それがトドメになって、男達は縄に殺到して、それを奪って土地を囲みに走った。
全員が土地確保に走ったのを見守りつつ、
「アスタロト」
私の呼びかけに応じて、背後の地面が光って、アスタロトが召喚された。
「わっ!」
驚くミアもひとまずおいて、アスタロトに言う。
「お願いがあるんだ」
「何なりと、主様」
「三年の間、手錠が作動しなかった人は確定で豊作にしてあげて」
「作動した者は?」
「減らして……ううん、はっきりと不作にして」
「承知いたしました」
豊穣の女神アスタロト、彼女の加護があれば豊作も不作も思いのまま。
アスタロトとマジックカフスの組み合わせがあれば、多分99%の人は真面目に働くだろう。
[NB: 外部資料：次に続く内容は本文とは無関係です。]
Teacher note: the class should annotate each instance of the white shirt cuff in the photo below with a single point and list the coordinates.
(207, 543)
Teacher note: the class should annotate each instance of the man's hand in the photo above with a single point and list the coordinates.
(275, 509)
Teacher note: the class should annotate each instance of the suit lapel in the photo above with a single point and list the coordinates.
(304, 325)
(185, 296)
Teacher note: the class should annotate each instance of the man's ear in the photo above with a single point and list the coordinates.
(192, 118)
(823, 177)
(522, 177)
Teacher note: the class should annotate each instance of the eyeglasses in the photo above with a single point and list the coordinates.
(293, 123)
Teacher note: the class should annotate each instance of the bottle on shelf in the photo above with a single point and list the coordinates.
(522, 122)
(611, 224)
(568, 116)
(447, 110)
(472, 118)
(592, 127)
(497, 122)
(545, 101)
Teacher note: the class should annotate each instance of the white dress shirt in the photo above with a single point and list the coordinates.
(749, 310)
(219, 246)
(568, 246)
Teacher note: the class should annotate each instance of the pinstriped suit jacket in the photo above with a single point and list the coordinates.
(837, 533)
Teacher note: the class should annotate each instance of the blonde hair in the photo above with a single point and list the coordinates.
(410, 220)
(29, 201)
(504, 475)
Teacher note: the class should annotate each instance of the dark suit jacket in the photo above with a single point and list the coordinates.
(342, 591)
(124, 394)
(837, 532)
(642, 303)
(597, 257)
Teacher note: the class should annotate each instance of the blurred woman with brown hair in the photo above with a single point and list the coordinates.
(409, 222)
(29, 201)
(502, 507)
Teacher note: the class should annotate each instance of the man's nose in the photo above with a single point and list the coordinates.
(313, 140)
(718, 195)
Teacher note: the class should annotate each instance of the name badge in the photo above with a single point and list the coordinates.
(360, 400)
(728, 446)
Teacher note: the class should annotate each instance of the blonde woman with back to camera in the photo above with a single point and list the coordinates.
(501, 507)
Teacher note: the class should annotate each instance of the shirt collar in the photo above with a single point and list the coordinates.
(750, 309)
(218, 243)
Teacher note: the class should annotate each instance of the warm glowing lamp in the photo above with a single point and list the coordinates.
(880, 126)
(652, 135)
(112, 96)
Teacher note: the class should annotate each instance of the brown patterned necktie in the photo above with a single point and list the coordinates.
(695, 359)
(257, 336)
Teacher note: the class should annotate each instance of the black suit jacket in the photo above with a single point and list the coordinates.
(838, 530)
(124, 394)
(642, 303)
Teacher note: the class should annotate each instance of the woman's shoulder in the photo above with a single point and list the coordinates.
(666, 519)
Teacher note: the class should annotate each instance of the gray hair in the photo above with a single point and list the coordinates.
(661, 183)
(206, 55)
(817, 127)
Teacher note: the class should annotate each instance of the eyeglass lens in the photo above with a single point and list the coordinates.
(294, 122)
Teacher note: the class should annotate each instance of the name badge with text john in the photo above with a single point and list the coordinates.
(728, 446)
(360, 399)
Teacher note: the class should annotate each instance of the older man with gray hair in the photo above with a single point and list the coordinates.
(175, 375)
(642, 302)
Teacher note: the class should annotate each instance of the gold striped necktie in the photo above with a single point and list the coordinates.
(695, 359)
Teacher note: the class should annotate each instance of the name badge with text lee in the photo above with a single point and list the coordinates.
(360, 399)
残りの1%も、最初の見せしめのあと、周りを見て改心するかもしれない。
だめならまた考えればいい。
これで反乱軍残党の処理も終わったか。
さて、帰るか――。
「あれ? どうしたのミア。そんな変な顔で私を見つめたりして」
ミアはポカーンとなって私を見た。
何故かと聞いたあと、彼女は複雑そうな顔をした。
「アレク様……皇帝になればいいのに」
「うん?」
「アレク様が皇帝なら……反乱なんて絶対に起こらないのに」
絶対そう、という口調で言い切るミア。
そんな簡単な話かなあ。
☆
「絶対そう」
「俺もそう思うぜ」
「民のためにわしが譲位を迫ってこようか?」
屋敷にミアを連れて帰って、紹介の後今日の話をしたら。
アレク同盟の面々、父上とホーセンとミラーが、とってもいい笑顔で危ない事を言うのだった。